I myself at first resisted improving my appearance, believing that natural is better, more honest, even when any attempt at improvement could well be in itself a humble admission that, indeed, there’s a need for improvement. Now I see the wisdom in it, although again, I still draw the line against surgical intervention—only natural alternatives for me.

 

Halprin reminds me of the inevitable shift that happens to women my age, “from one who is being looked at to the one who looks at others,” which is not as painful a truth as that revealed in her next statement: “Women my own age and some older women share glances of recognition… Men my age or older seldom seem to see me at all—and this is primarily, but not always, a relief!”

 

The observation takes me back to a recent trip to Spain, which affirmed to me and my companions, fellow lady seniors, that, although the Spanish tradition remains alive for señoritas, there are no more piropos—no more chivalrous street compliments—for abuelitas.

 

It’s something that seems to me to demand a change of attitude, to be more accepting, less judgmental at our age.
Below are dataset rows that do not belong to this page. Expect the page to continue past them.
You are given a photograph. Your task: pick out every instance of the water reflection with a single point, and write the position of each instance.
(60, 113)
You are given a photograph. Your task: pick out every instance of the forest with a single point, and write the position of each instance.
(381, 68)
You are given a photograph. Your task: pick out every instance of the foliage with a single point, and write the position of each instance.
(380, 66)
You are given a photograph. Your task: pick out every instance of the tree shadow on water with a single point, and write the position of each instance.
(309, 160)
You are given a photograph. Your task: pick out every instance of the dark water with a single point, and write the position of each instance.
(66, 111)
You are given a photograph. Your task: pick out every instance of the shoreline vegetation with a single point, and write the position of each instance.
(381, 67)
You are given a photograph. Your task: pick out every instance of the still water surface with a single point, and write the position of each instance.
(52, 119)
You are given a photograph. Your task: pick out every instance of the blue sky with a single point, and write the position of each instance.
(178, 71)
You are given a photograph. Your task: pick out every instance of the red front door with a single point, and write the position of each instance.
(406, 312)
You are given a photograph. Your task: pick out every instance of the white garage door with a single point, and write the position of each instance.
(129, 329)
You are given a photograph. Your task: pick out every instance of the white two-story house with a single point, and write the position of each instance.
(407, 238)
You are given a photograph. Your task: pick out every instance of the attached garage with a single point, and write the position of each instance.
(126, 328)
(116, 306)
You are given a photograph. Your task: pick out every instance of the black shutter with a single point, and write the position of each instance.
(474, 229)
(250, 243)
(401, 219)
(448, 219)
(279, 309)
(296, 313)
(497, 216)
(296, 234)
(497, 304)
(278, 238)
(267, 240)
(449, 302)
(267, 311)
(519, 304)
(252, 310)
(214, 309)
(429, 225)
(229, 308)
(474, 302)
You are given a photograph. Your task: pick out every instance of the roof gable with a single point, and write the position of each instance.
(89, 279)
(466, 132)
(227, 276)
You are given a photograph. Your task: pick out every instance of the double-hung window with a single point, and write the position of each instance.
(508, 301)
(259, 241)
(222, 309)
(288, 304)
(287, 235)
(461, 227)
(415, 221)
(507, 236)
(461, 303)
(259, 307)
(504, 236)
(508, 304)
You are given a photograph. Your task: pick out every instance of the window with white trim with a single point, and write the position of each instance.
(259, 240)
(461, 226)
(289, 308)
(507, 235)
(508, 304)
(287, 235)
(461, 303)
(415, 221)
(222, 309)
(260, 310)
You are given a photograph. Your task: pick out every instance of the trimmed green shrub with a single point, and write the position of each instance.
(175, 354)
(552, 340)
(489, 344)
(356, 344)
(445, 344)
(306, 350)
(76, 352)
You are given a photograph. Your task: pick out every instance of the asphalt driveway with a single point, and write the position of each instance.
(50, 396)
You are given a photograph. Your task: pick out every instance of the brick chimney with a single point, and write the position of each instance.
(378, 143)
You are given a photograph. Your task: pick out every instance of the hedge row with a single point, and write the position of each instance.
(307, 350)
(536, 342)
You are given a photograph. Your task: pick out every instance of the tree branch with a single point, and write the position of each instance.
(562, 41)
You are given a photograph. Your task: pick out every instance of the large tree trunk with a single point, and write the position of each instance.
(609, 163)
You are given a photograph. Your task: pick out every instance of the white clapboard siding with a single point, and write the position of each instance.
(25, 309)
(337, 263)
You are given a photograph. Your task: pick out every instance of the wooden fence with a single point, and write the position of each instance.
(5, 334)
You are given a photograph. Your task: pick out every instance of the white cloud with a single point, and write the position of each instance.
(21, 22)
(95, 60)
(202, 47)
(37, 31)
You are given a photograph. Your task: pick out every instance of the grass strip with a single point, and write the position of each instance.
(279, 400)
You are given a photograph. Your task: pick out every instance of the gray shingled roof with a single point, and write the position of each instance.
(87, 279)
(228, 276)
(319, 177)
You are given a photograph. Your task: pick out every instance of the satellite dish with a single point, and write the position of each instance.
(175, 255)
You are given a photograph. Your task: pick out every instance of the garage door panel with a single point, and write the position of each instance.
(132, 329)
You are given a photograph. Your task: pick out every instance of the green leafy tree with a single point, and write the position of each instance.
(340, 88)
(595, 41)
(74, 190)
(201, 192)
With that, life should only get better, fuller, like our senior figures. It’s really about having substance, about knowing our shifting priorities, about staying alive and staying relevant.

 

Still, however, it’s best for our own morale to avoid mirrors. Every little thing helps; my husband and I return from trips without a single photograph taken of us for the record. He instead draws people we encounter, and I collect material that affirms my philosophy of life—material I can use here, for instance. Life is no longer about us, but we celebrate it every chance we get—before we lose it.